The wildlife component I actively enjoy are the opossums, and we have a regular visitor in “Harold,” named after the nephew of Canada’s greatest superhero. As befitting the US’s only indigenous marsupial, Harold hides out during the day in an undisclosed location, but waddles across the lawn at night to check out the greenhouse and everything in the vicinity. He’s not destructive, though, and he’s welcome even when he leaves calling cards large enough to be seen via surveillance satellite. (As my best friend is fond of quoting, “That beast shits like a man.”) In return, he goes after a lot of bugs and other critters, and he does enough work around here that I’m worried that the Texas Workforce Commission will tag me for not paying his Unemployment insurance premium.

The wildlife welcome, though, isn’t open to one animal: the squirrel. I’ve had a loathing for tree-rats since 1998, when I lived in a house with two gigantic and prolific pecan trees. They were incredibly prolific before the tree-rats stripping the trees of anything remotely edible, and squirrels have the charming habit of partially eating nuts, dropping them, and grabbing another. This meant that every available surface was covered with pecan shells and hulls, which stained concrete and left glass-sharp shell shards underfoot.

Problem is, tree-rats get into everything, and they don’t even have the charms of real rats. Norway rats have high intelligence, long-term memories, and adaptability, while squirrels have nothing other than a prodigious breeding cycle to keep them from becoming extinct. Sometimes it’s the arcing buzz of a tree-rat connecting with a live electrical line, causing a brownout or blackout in the neighborhood that requires you to reset every electric clock in the house. Sometimes it’s the “do you MIND?” expression as one cleans his testicles on the hood of your car in the morning. The aspect of tree-rat behavior that really affects me, though, is their automatic assumption that every pot and planter in the area is full of cached nuts. Apparently dragonfruit cactus and Venus flytrap seedlings smell like a veritable Smaug’s hoard of acorns and other nuts, so I come home from the Day Job to find uprooted and tossed flytraps everywhere.

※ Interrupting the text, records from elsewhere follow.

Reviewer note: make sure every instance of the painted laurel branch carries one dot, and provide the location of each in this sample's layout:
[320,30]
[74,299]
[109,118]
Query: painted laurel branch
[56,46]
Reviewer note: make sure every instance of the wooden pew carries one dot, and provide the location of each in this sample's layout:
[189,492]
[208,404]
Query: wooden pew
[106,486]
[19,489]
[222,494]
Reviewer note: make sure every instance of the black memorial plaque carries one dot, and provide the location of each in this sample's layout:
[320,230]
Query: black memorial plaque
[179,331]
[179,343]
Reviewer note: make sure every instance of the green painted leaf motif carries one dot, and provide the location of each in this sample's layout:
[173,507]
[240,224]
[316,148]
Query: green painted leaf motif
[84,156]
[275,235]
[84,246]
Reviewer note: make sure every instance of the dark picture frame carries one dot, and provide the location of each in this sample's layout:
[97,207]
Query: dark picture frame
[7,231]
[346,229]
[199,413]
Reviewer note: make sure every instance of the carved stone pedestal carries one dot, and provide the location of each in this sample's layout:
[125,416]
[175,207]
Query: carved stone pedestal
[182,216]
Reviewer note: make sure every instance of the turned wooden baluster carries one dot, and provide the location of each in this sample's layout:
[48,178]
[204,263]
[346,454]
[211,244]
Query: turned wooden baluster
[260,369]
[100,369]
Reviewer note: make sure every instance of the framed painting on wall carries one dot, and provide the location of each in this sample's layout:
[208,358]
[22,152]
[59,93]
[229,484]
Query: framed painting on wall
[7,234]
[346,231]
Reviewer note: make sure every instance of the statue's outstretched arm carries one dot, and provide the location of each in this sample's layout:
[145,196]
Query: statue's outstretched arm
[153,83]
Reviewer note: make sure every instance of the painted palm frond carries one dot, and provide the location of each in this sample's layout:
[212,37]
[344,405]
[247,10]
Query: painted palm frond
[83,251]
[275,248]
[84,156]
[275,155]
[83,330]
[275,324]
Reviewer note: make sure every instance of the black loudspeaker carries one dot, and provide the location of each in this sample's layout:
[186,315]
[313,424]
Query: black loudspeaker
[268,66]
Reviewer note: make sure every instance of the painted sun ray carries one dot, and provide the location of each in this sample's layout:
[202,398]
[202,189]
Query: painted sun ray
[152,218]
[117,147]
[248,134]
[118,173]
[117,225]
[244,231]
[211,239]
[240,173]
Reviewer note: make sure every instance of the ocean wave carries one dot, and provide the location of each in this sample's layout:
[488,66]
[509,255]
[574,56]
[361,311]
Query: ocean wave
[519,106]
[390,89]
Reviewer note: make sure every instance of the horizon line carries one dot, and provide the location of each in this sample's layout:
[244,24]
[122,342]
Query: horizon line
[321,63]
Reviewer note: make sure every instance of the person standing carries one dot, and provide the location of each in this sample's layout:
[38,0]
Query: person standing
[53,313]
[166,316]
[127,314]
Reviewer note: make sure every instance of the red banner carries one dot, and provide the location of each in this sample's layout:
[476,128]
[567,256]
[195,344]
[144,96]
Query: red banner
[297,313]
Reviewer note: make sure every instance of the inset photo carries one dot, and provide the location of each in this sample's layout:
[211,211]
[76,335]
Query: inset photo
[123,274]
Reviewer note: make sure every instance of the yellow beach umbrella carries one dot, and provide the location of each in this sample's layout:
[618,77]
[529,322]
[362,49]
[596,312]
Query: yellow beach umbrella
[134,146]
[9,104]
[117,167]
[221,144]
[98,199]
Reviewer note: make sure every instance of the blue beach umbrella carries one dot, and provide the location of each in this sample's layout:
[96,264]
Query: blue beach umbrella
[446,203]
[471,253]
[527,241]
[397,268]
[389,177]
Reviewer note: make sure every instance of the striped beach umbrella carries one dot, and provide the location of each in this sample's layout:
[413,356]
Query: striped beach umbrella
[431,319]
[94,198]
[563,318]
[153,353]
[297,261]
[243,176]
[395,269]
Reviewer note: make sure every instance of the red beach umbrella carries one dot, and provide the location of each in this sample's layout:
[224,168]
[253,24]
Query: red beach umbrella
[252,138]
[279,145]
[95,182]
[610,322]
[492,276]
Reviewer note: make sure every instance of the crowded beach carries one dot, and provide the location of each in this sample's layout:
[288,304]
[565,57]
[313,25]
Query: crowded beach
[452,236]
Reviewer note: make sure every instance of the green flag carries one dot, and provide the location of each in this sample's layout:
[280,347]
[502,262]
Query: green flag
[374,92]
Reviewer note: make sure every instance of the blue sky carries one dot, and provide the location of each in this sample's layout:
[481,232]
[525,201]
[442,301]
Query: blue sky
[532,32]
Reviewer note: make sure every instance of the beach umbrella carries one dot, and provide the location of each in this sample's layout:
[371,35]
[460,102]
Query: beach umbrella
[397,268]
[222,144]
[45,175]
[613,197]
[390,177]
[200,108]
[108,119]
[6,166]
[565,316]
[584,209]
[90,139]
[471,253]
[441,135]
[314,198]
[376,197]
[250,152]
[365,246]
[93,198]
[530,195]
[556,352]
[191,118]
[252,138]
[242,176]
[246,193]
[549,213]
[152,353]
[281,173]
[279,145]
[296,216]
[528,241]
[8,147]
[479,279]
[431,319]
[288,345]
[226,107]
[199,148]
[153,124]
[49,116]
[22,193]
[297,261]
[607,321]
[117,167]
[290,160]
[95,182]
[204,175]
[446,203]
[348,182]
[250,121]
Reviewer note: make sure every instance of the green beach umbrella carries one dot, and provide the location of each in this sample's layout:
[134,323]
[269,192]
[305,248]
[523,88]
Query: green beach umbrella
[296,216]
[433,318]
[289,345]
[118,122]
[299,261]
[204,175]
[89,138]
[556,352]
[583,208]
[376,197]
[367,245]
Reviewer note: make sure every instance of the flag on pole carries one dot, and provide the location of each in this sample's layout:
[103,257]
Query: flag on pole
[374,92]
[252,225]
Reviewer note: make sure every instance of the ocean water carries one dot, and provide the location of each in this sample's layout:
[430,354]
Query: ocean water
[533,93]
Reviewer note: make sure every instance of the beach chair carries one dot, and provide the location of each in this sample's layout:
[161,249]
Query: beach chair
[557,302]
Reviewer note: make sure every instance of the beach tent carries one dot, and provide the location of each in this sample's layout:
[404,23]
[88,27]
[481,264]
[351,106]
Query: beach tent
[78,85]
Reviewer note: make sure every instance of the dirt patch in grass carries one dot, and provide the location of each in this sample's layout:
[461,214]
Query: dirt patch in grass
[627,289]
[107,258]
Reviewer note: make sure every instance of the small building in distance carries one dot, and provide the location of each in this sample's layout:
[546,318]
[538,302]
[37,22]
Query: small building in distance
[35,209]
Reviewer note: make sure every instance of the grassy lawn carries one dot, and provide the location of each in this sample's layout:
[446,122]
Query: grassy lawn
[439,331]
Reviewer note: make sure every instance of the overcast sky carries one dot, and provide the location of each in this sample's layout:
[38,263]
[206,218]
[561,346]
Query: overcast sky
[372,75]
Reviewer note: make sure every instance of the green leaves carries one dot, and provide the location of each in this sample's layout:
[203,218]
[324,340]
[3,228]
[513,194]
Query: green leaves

Hav-A-Hart traps don’t work, because of a combination of utter stupidity and tripwire reflexes. I don’t want to use poisons, because they’d also take out any scavengers of their corpses, from cats to crows to Harris’s hawks. Electric fences are both impractical and a waste of time. They breed faster than standard predators can thin them out, and the Czarina absolutely refuses to allow me to chain up a crocodile monitor to oversee the Sarracenia beds. Hence, I suspect that the rat-sniper from Moscow may have the right idea. Crouching on the back porch with a $3500 air-rifle fitted with a laser sight…and the last thing the squirrel hears is a hearty yell of “Hey! Tree-Rat! SMILE!”